Forest Hill Park, also known as Holden Rhodes House and Boscobel, is a popular and historic 105-acre (0.4 km2) urban park in Richmond, Virginia. Starting as a private property, the park has had several owners and uses before its present one, the City of Richmond. The first documented owner was William Byrd III (1728–1777), son of William Byrd II (1674–1744), founder of the city of Richmond. Like his father, the younger Byrd owned extensive properties in Richmond along the James (James River (Virginia)), and in 1768 he sought to repay his extensive gambling debts by auctioning off 100 of his lots in a public auction. As a result, some 1,730 acres (7 km2) between Reedy Creek and Powhite Creek came to be owned by Bernard Markham.
In 1820, Holden Rhodes (born Canada, 1798–99; died Richmond, Virginia, 1857) a graduate of Middlebury College in Middlebury, Vermont, came to Manchester, Virginia (near Richmond) to tutor the sons of Judge Samuel Taylor.

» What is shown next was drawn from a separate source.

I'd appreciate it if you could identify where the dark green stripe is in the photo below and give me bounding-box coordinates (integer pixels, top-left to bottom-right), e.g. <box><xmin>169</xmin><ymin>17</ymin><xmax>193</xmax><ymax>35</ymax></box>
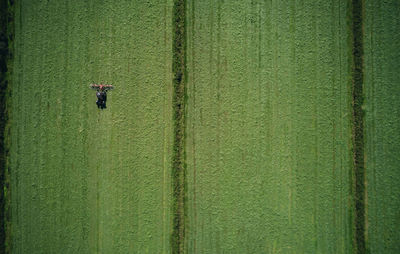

Rhodes eventually studied law and became a noted jurist in the Chesterfield County court systems, as well as a railroad entrepreneur, being one of the first presidents of the Richmond and Petersburg Railroad, chartered in 1836 and opened in 1838 (later the Atlantic Coast Line, now part of CSX Transportation).
After Rhodes married Eliza Anne Cunliffe Heth in 1833, he purchased 103 acres (0.4 km2), known as “Dunstan’s,” from John N. Dunstan, Jr. Rhodes built his country estate, “Boscobel” (from the Italian for “beautiful woods”) some time between 1836 and 1843. The house, now known as the Old Stone House in Forest Hill Park, was constructed of granite that is believed to have been quarried on the property. When Rhodes died in 1857, his estate passed to his nephew and adopted son, Charles H. Rhodes, Jr.